Kabid Luar Negeri PP PBSI, Bambang Roedyanto, menjelaskan bahwa perubahan durasi Indonesia Open menjadi 11 hari sebagai turnamen level Super 1000 merupakan wujud komitmen Indonesia. Hal ini sejalan dengan upaya mendukung arah pengembangan bulutangkis dunia yang telah dicanangkan oleh BWF.
Dukungan ini menandai langkah strategis PBSI dalam beradaptasi dengan standar global, sekaligus berinvestasi untuk masa depan bulutangkis nasional dan internasional. Perubahan ini diharapkan membawa dampak positif bagi penyelenggaraan dan kualitas turnamen.
Investasi Jangka Panjang dan Tantangan Operasional
Penerapan durasi turnamen selama 11 hari tentu membawa konsekuensi pada peningkatan biaya operasional bagi penyelenggara. Hal ini disebabkan oleh waktu pelaksanaan yang lebih panjang dan kebutuhan logistik yang lebih kompleks.
Namun, PBSI memandang peningkatan biaya ini sebagai sebuah investasi jangka panjang yang krusial. Investasi ini bertujuan untuk mempertahankan posisi Indonesia Open sebagai salah satu turnamen premier dunia.
Selain itu, perubahan format ini juga untuk menghadirkan standar penyelenggaraan yang sejalan dengan arah global BWF. Dengan demikian, Indonesia Open akan tetap relevan dan kompetitif di kancah bulutangkis internasional.
Manfaat Signifikan bagi Atlet dan Kualitas Pertandingan
Bambang Roedyanto menyoroti bahwa format baru Indonesia Open memberikan nilai tambah yang signifikan dari sisi atlet. Salah satu perubahan penting adalah bertambahnya jumlah peserta untuk nomor tunggal, dari 32 menjadi 48 pemain.
Penambahan kuota ini membuka peluang yang lebih luas bagi para atlet untuk dapat tampil di level tertinggi turnamen Super 1000. Atlet juga akan menjalani lebih banyak pertandingan karena penggunaan sistem setengah kompetisi hingga lolos ke babak 16 besar.

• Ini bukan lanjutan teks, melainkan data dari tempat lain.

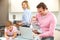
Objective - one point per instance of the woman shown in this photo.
(10, 31)
(46, 21)
(26, 17)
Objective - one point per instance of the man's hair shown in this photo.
(42, 5)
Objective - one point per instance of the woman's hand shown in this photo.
(36, 32)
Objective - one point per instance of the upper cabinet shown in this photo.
(15, 5)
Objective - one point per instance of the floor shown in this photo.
(57, 36)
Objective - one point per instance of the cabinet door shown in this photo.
(3, 12)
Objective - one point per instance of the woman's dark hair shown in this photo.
(42, 5)
(26, 3)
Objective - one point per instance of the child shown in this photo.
(18, 25)
(35, 28)
(10, 31)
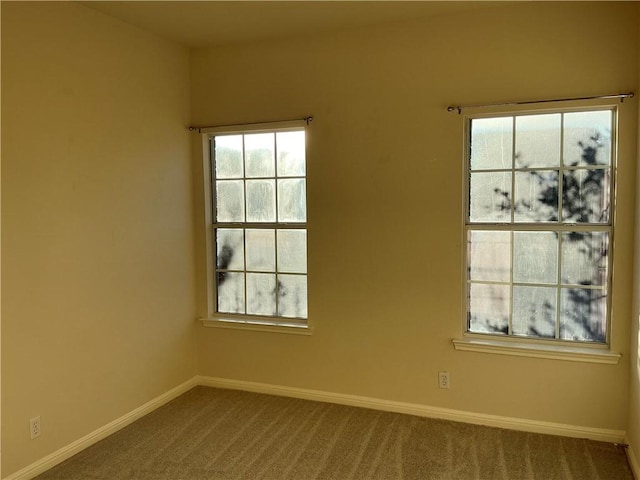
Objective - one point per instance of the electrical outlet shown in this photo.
(34, 427)
(443, 379)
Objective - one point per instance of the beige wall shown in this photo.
(385, 201)
(633, 427)
(97, 245)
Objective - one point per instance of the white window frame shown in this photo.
(241, 321)
(559, 349)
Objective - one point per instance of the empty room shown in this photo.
(305, 240)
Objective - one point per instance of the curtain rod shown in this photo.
(459, 108)
(307, 119)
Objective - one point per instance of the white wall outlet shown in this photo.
(443, 379)
(34, 427)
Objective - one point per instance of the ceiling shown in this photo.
(213, 23)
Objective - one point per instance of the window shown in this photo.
(259, 230)
(539, 225)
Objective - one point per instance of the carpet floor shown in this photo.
(214, 434)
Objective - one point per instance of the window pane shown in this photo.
(538, 141)
(536, 198)
(228, 156)
(583, 314)
(491, 143)
(292, 204)
(587, 138)
(291, 154)
(490, 197)
(292, 296)
(489, 308)
(534, 311)
(261, 250)
(259, 155)
(585, 196)
(230, 249)
(535, 257)
(261, 294)
(230, 201)
(489, 256)
(584, 258)
(261, 201)
(230, 288)
(292, 251)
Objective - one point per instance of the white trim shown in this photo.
(525, 425)
(77, 446)
(542, 350)
(257, 327)
(633, 460)
(255, 127)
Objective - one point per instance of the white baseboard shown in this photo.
(534, 426)
(633, 461)
(73, 448)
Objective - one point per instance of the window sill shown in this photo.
(256, 327)
(553, 352)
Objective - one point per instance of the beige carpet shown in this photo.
(213, 434)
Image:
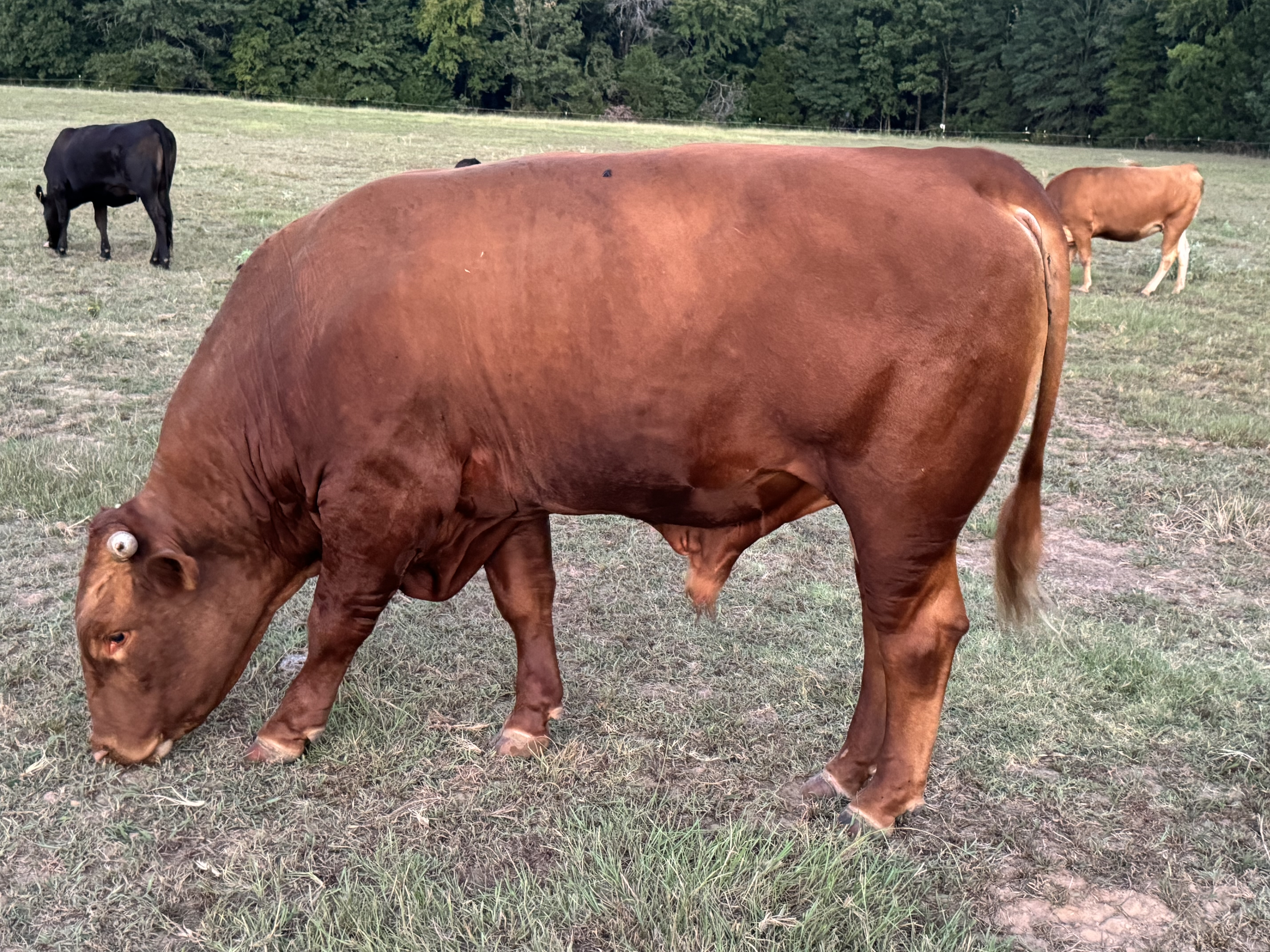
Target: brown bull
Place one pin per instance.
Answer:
(402, 386)
(1129, 205)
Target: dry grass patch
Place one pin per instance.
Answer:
(1107, 771)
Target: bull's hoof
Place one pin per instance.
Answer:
(859, 826)
(512, 742)
(271, 752)
(821, 786)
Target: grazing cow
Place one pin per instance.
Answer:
(402, 386)
(111, 167)
(1128, 205)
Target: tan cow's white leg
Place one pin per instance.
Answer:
(1168, 256)
(1183, 262)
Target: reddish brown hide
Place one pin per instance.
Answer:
(401, 388)
(1129, 205)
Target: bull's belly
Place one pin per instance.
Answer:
(1126, 233)
(750, 498)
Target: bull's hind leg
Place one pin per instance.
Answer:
(162, 256)
(856, 762)
(1169, 253)
(919, 619)
(100, 218)
(1085, 253)
(1183, 263)
(522, 579)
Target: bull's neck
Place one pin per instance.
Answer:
(219, 479)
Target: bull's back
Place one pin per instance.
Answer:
(1124, 202)
(676, 318)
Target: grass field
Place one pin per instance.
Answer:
(1103, 779)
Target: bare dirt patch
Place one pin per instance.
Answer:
(1071, 911)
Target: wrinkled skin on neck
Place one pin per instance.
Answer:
(166, 634)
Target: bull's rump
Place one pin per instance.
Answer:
(652, 342)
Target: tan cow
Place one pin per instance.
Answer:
(404, 385)
(1128, 205)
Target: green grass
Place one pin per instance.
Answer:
(1124, 742)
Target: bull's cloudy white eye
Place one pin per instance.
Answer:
(123, 545)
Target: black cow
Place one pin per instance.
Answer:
(111, 167)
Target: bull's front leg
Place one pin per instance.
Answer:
(522, 579)
(345, 611)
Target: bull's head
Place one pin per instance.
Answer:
(50, 218)
(166, 628)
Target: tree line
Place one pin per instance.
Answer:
(1168, 69)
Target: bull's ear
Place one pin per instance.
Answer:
(172, 570)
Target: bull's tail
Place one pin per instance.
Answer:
(168, 143)
(1019, 532)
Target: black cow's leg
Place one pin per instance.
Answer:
(100, 218)
(162, 257)
(522, 579)
(167, 214)
(64, 225)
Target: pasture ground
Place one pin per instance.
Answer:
(1100, 780)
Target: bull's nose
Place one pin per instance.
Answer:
(125, 756)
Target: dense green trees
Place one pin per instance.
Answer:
(1086, 68)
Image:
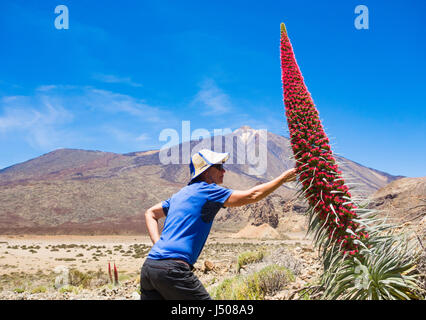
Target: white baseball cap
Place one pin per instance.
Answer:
(204, 159)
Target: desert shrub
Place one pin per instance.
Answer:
(87, 279)
(255, 286)
(248, 257)
(274, 278)
(39, 289)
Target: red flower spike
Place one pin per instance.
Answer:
(308, 137)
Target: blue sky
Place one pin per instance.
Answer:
(126, 70)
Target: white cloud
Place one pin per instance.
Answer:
(38, 117)
(110, 78)
(212, 99)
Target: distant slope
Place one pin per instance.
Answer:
(93, 192)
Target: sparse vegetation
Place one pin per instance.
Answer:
(255, 286)
(249, 257)
(39, 289)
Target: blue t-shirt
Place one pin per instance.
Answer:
(190, 214)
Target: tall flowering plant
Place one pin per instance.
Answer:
(362, 258)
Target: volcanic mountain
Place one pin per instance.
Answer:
(70, 191)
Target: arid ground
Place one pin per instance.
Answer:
(30, 265)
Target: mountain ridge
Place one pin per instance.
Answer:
(93, 192)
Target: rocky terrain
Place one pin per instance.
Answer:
(70, 191)
(90, 281)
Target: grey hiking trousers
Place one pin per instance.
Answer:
(170, 280)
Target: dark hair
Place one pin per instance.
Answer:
(199, 178)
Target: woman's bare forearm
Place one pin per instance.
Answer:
(261, 191)
(152, 216)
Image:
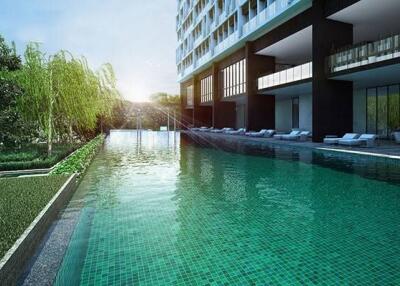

Aspek kondisi bertanding dan pemulihan atlet menjadi perhatian utama dalam format baru ini. Dengan waktu turnamen yang lebih panjang dan hanya menggunakan dua lapangan pertandingan, atlet memiliki waktu istirahat yang lebih memadai. Hal ini diharapkan dapat menjaga kualitas permainan dan performa atlet sepanjang turnamen.
Meningkatkan Pengalaman Penonton Melalui Sportainment
Indonesia Open dengan format baru juga akan dikemas dengan pendekatan sportainment. Durasi turnamen yang lebih panjang memungkinkan hadirnya berbagai elemen hiburan dan aktivasi di luar lapangan pertandingan.
Sportainment menjadi bagian penting untuk menghadirkan pengalaman menonton yang lebih menarik bagi penonton yang hadir di arena. Selain itu, ini juga akan meningkatkan daya tarik bagi penggemar yang mengikuti melalui siaran dan platform digital.
Pendekatan ini bertujuan untuk tidak hanya menyajikan pertandingan bulutangkis kelas dunia, tetapi juga menciptakan atmosfer yang lebih semarak dan interaktif. Hal ini diharapkan dapat menarik lebih banyak audiens dan memperkuat citra Indonesia Open sebagai event olahraga yang menghibur.